I do not take drugs. Well, okay, the odd Extra Strength Tylenol. But hey, all the kids with headaches were doing it.

Anyways, it is my understanding that cocaine brings the sensation of clarity and sends your entire being into a state of overdrive. Your engine doesn’t idle. It runs at full speed and if you’re lucky, you’ll never shift it from neutral to drive or you’ll explode into a wall.

Whether it’s true or not, that’s what I feel like right now, in the creative sense.

Everything about me is running at full speed and then some. Every sense is attuned to the universe and picks up every scintilla of stimulation, translating those sensations into thought and eventually into word.

And while I embrace this period of unbridled energy, particularly after a couple of months of intellectual torpor (or at least that’s what it felt like to me), this constant revving of my creative engines has its problems.
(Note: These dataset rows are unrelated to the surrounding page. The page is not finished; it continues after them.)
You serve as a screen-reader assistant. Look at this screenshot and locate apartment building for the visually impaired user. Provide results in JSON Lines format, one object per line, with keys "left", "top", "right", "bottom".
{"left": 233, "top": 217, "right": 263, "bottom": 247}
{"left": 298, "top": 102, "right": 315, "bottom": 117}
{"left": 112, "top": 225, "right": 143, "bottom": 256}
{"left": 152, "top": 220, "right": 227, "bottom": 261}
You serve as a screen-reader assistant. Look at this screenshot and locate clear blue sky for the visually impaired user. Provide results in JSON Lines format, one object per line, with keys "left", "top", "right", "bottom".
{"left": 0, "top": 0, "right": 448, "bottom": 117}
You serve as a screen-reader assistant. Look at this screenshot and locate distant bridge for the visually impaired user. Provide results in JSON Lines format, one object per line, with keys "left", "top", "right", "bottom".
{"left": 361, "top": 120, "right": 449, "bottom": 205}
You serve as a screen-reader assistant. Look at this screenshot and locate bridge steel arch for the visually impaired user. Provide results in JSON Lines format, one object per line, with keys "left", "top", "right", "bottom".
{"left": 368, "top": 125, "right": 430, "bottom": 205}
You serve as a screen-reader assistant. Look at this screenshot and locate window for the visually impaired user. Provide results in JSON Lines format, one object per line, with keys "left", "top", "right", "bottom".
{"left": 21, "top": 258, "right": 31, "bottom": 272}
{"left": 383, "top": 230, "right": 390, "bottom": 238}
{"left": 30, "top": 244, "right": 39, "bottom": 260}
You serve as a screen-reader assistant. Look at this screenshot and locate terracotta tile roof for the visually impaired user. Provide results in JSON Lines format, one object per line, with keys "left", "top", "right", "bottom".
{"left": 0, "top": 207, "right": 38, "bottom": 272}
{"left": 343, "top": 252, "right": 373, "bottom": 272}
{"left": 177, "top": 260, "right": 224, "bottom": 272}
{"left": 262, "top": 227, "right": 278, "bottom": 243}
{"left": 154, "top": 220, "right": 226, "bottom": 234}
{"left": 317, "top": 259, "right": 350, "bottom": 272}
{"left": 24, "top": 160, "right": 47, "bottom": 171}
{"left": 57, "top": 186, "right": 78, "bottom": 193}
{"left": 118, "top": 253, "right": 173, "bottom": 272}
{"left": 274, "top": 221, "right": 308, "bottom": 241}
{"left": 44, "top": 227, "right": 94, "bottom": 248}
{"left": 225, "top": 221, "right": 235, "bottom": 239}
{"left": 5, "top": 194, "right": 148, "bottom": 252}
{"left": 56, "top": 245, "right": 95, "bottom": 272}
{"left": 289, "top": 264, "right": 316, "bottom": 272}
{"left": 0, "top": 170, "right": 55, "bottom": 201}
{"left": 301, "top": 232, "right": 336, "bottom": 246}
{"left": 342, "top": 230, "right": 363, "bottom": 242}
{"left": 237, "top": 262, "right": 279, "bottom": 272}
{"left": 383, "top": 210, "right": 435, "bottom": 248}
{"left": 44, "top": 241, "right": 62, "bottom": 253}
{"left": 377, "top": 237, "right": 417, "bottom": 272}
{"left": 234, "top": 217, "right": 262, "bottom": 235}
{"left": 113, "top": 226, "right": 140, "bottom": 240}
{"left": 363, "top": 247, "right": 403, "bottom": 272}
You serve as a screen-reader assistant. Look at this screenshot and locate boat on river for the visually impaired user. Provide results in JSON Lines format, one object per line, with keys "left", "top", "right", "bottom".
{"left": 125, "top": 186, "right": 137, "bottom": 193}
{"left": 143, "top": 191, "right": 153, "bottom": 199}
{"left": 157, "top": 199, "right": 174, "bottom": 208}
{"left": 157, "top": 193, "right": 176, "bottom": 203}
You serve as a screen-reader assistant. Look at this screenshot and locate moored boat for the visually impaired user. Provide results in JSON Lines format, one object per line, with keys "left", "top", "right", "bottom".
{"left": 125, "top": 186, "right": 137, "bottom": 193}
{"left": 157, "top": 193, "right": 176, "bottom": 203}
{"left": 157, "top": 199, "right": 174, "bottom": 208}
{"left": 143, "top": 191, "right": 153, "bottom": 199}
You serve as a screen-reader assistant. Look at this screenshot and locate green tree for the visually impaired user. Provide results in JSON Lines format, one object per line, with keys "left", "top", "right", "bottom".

Am I making sense? The words flow out so quickly and the paper cup overflows so easily that I don’t leave myself much time to analyze what I am writing to determine if it isn’t just the word “banana” over and over and over again. (Or the word “over”, for that matter.)

Can I finish anything? Because I find so much joy in the creative process, I worry that I jump from project to project without actually completing anything. Building the seminal moments and scenes for my next screenplay are so much more fun than actually writing 110 pages of dialogue that I am seriously running the risk of waking up two weeks from now surrounded by ideas for 68 movies, but no actual scripts.

How quickly can I become ambidextrous? I have two hands, why can’t I write in two notebooks or on two laptops at the same time? I want to believe that it would cut the noise down by 50%, but something tells me that it would just feed the monster, which would expect 4 times the output. If my toes weren’t the size of rhinoceros heads, perhaps I could up my output even further.

And even if I can finish all of the projects that are exploding out of me, how do I keep them from just hitting the bottleneck of “So, now what?” It took me years, and a very caring friend, to help me deal with the backlog of comedy sketches I wrote during my time at Toronto’s Second City Training Centre and since then.

Must pull my head out of my laptop long enough to transition some of these projects from Word and Final Draft documents into actual films and television shows. (BTW, “pull my head out of my laptop” reads a little weirder than it sounded in my head.)

Oooooh! The ideas are only 30 seconds apart! Must remember my breathing exercises.

Oh god, my creative water broke! Quick, someone get me a notebook, a pen and two Extra Strength Tylenol!